Supervised jointly with Richard Reeve and Claire Harris

The functional traits and environmental preferences of plant species determine how they will react to changes resulting from global warming. The main global biodiversity repositories, such as the Global Biodiversity Information Facility (GBIF), contain hundreds of millions of records from hundreds of thousands of species in the plant kingdom alone, and the spatiotemporal data in these records can be associated with soil, climate or other environmental data from other databases. Combining these records allow us to identify environmental preferences, especially for common species where many records exist. Furthermore, in a previous PhD studentship we showed that these traits are highly evolutionarily conserved (Harris et al., 2022), so it is possible to impute the preferences for rare species where little data exists using phylogenetic inference techniques.

The aim of this PhD project is to investigate the application of Bayesian variable selection methods to identify these evolutionarily conserved traits more effectively, and to quantify these traits and their associated uncertainty for all plant species for use in a plant ecosystem digital twin that we are developing separately to forecast the impact of climate change on biodiversity. In another PhD studentship, we previously developed similar methods for trait inference in viral evolution (Davies et al., 2017; Davies et al., 2019), but due to the scale of the data here, these methods will need to be significantly enhanced. We therefore propose a project to investigate extensions to methods for phylogenetic trait inference to handle datasets involving hundreds of millions of records in phylogenies with hundreds of thousands of tips, potentially through either sub-sampling (Quiroz et al., 2018) or modelling splitting and recombination (Nemeth & Sherlock, 2018).

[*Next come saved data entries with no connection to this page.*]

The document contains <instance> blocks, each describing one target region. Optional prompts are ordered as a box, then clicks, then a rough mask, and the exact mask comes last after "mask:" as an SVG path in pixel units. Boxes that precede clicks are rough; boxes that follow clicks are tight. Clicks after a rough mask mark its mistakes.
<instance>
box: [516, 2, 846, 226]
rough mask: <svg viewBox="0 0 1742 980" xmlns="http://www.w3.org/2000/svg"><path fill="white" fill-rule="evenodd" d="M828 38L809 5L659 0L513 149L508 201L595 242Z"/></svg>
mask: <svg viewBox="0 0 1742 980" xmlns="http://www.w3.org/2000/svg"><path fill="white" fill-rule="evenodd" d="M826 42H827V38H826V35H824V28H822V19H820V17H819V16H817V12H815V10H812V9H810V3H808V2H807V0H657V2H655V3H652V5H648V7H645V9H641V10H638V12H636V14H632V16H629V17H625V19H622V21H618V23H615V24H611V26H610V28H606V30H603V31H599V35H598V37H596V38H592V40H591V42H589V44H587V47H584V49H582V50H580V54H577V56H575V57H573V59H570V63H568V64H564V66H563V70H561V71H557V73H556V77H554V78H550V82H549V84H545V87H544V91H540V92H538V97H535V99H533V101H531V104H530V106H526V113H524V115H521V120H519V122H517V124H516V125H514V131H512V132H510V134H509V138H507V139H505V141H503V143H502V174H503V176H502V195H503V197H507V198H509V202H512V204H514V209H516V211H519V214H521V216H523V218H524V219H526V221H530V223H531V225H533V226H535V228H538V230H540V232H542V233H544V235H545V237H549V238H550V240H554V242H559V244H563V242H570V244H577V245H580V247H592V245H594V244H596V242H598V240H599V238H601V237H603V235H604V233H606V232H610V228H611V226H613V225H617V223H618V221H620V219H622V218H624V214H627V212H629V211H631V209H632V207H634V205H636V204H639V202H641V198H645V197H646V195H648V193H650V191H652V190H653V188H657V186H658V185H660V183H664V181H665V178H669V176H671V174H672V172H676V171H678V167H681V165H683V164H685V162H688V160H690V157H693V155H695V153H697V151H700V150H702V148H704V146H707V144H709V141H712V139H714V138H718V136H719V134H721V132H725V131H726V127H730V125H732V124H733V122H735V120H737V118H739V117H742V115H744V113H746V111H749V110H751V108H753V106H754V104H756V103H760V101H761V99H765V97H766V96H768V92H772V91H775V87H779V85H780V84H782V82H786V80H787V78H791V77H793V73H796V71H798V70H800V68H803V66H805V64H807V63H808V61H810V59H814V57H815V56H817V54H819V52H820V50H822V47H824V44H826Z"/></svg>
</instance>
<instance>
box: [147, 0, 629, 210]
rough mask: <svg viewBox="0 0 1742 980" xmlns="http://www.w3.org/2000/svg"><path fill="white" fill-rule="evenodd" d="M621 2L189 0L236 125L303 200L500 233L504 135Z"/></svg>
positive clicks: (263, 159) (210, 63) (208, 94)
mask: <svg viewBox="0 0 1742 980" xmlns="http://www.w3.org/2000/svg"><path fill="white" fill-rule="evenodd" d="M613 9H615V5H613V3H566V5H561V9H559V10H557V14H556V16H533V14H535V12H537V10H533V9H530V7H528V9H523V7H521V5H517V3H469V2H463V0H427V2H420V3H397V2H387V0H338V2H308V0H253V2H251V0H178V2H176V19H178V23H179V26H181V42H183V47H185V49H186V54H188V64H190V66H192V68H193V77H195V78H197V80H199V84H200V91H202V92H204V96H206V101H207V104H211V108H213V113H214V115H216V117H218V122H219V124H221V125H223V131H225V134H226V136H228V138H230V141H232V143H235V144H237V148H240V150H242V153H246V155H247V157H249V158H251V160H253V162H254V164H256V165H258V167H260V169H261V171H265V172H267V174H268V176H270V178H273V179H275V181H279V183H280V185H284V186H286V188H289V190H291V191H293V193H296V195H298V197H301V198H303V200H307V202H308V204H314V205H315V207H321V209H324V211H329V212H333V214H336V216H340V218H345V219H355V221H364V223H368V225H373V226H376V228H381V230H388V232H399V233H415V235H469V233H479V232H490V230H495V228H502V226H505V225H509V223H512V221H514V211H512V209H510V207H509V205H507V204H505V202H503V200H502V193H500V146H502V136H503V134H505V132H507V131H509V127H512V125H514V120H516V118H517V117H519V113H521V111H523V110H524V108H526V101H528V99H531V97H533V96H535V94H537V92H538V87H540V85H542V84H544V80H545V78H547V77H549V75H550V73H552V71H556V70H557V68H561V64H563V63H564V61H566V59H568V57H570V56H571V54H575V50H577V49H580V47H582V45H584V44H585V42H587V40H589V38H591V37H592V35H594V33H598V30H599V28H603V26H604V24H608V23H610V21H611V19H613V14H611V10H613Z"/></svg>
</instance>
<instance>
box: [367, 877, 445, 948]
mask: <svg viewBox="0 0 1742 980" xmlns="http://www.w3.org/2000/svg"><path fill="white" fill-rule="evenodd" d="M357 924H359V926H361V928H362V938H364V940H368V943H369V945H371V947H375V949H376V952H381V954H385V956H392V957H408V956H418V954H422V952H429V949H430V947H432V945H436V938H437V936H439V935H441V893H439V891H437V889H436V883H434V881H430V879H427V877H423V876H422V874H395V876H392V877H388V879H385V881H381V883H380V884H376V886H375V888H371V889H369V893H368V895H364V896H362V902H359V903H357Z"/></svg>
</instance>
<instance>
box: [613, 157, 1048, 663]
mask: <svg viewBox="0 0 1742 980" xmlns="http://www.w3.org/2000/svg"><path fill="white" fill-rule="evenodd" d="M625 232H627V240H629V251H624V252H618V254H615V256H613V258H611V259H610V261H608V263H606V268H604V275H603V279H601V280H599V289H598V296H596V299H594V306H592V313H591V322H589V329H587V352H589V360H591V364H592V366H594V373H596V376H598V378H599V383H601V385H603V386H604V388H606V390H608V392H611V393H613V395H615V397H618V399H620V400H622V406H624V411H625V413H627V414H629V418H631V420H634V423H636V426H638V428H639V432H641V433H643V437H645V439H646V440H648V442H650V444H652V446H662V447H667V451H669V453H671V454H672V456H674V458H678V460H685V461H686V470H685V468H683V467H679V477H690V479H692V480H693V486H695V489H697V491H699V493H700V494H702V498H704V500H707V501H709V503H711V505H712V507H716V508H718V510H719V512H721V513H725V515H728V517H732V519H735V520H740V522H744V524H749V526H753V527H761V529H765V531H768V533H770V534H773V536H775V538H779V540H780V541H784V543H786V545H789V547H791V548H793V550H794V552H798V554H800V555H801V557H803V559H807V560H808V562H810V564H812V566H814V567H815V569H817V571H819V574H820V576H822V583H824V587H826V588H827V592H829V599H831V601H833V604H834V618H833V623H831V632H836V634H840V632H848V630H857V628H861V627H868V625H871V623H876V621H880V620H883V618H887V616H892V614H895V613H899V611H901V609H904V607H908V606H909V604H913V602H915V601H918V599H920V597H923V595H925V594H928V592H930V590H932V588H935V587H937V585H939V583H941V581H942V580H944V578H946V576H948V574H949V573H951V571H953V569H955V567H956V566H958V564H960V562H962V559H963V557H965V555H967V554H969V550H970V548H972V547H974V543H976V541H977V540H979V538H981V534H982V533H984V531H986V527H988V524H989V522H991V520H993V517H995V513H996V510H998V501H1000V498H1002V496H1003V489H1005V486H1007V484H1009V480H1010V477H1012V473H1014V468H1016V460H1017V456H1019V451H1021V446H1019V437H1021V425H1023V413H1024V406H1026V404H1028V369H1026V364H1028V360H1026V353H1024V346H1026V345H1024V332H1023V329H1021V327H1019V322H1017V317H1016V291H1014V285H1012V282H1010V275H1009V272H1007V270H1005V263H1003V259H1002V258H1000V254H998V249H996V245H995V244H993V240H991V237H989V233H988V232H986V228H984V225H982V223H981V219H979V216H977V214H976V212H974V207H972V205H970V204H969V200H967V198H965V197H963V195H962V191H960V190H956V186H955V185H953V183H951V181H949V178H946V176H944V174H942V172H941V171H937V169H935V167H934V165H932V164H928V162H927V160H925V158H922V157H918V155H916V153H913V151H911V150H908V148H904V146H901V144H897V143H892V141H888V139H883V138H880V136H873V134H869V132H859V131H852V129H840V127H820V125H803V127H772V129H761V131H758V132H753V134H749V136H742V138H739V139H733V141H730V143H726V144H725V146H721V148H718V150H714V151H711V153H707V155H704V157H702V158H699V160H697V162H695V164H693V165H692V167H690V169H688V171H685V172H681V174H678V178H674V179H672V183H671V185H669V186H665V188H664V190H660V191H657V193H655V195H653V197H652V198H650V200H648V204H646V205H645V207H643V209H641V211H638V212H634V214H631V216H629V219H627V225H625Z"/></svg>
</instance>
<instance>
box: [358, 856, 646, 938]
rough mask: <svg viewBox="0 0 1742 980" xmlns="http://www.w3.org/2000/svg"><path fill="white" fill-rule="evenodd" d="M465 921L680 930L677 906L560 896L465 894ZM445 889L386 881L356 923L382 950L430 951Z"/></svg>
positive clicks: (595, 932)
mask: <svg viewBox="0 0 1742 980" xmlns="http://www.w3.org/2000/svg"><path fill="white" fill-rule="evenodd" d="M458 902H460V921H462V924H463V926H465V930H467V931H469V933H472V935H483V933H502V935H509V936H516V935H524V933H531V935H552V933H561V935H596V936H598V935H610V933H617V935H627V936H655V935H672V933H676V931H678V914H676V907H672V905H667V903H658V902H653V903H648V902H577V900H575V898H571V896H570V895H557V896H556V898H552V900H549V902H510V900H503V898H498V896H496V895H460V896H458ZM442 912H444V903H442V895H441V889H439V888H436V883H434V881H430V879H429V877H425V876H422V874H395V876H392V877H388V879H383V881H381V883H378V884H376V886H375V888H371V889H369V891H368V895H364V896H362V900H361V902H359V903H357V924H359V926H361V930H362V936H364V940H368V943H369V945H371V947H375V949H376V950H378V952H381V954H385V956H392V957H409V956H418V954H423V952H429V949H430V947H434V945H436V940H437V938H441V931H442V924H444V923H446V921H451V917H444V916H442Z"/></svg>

**Gaussian Process Emulation for Mathematical Models of the Heart**

Supervised jointly with Benn Macdonald, Mu Nui, and Hao Gao

Mathematical models of the heart can help us understand how the heart functions and provide us with valuable insights into how we can treat patients or diagnose disease. Previous and ongoing work has looked at how we can use statistical and machine learning emulation strategies to speed up inference and make the mathematical models applicable within a clinical setting. The aim of this project is to further develop these methods through the application of Gaussian Processes and apply them to different mathematical problems with higher dimensional inputs. In many of the possible applications, the mathematical models will often have high dimensional and potentially correlated parameter inputs, as well as highly correlated outputs. The initial aim of this work will be to further develop the emulation methods to deal with these problems and look at how we can more effectively select the parameter inputs for the simulations we choose to generate output for. Further work will then look at how these models can potentially be combined with other techniques such as automated annotation, accelerating the construction of our emulator, or through the combination of other emulators, which would allow for the modelling of a more global system.